Следовало бы поспешить с объяснениями: выражение негодования стремительно возвращалось лицу директора.

– Памятник?

– Дело вот в чём…

– Какой памятник?

– Тут всё сказано. Вот… «в ознаменование 360-летия заключения мирного договора между Россией и Швецией…»

– Ильюша, милый, гость ужинать хочет.

– Иду, иду, подожди секунду.

– Объясняю. Дело вот в чём. Дело в том, что места, в которых вам посчастливилось жить, Илья Фомич, давно уже вошли в историю. Вы, должно быть, и сами знаете: когда-то здесь шла война между русскими и шведами. Суровая, кровопролитная. В шестьсот семнадцатом году был заключён мирный договор. Так называемый Столбовский мир, согласно этому договору…

– Молодой человек! – Илья Фомич внезапно вспылил, он даже ногой под столом топнул. – Молодой человек! Я хоть в деревне живу, но сам учитель. Учитель! Прошу это учесть. Я сам просвещаю. Сам просвещённый. Я, не думайте, я вам и про шведов могу не хуже вашего, и про немцев, и про кого угодно столько рассказать, что и не снилось… И что в семнадцатом году было…

– В шестьсот семнадцатом…

– И в сорок втором… Волховский фронт… понимаешь ли… что и не снилось!..

– Ну так вот, – продолжал Микитин, – мы посетили историческое место близ деревни Столбово и решили увековечить событие небольшим памятником.

– Не верю!

– А зря. Точнее сказать, обелиском.

– Не верю, не верю! Обман!

– Это как вам угодно. Высота обелиска два с половиной метра.

– Врёте! Где он стоит?

– Обелиск? А где Сясь поворачивает, в лесу.

– Врёшь, врёшь, ты всё врёшь! Ты… не верю! Ты врёшь! Ты врун беспринципный!

– Илья! Немедленно иди ко мне!

– Он врёт, Маша…

– Илья!

– Вы меня, Илья Фомич, оскорбили, очень серьёзно оскорбили, очень…

И он действительно оскорбился. Что за чушь такая? Почему беспринципный? Почему ему, собственно, не должны верить? С какой стати?… Разумеется, никакого обелиска нет.
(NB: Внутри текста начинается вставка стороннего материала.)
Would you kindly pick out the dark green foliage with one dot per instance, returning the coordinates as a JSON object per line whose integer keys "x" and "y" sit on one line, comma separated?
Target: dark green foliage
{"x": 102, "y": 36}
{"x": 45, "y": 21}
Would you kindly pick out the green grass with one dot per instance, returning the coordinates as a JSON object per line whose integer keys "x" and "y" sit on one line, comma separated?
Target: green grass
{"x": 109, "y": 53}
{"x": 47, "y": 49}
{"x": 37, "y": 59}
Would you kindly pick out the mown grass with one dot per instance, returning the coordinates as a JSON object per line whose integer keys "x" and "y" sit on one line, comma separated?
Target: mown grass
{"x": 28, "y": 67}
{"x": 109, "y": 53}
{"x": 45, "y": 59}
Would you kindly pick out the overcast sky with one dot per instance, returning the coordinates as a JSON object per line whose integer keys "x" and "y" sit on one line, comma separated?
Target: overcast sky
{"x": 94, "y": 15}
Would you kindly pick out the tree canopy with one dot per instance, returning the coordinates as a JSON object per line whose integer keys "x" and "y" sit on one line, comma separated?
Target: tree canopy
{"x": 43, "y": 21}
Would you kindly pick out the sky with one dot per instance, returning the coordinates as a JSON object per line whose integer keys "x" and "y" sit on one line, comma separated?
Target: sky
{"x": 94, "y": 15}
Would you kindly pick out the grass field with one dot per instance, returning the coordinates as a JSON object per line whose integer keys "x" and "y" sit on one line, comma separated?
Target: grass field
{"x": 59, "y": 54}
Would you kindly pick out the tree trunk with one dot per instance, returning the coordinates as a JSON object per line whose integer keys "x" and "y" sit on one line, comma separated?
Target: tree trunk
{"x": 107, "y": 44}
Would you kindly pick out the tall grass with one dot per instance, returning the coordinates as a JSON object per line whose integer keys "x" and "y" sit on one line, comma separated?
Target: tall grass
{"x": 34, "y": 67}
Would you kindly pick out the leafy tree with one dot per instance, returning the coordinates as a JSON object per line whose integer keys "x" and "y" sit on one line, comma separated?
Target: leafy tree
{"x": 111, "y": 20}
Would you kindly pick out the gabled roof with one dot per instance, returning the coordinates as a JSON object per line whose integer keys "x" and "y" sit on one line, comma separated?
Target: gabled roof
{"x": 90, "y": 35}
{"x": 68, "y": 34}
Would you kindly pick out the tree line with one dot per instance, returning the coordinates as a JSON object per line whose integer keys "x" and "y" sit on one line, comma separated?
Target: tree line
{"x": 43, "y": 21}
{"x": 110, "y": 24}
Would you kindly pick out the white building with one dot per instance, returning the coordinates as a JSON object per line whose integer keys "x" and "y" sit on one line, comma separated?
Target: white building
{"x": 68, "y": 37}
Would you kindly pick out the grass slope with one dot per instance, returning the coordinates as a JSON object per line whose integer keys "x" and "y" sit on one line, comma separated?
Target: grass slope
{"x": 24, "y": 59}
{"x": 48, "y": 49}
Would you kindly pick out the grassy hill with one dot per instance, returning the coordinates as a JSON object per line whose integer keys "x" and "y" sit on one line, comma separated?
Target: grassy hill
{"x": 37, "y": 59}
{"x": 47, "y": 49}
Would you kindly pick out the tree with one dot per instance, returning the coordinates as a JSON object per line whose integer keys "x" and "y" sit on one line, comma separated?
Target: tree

Кто ж спорит об этом? Речь о другом. Не в обелиске дело, дело в принципе. В принципе он мог вполне быть, обелиск. Они бы могли в принципе установить что-нибудь такое, воздвигнуть бетонный какой-нибудь, например, столб, не так и сложно воздвигнуть, но всё равно бы тогда – вот что оскорбительно – этот Илья Фомич точно так же кричал бы: «Врёшь, врёшь, ты врун беспринципный!..» Да почему же? Что, разве Микитин врал, когда речь шла о партах и шкафах, разве он отрицал, что они липовые? Почему же, когда он утверждает то, чего хоть и нет, но в принципе как бы есть, то есть могло бы в принципе быть, – почему же тогда ему не просто даже не верят, а верить в принципе не хотят? Что за дела такие? Этот Илья Фомич, любитель старины, – так уж он и любитель? – шёл бы тогда, раз любитель, в своё Столбово с пионерами, давно бы воздвиг что-нибудь, – нет же, табличку приколотить не пошевелятся.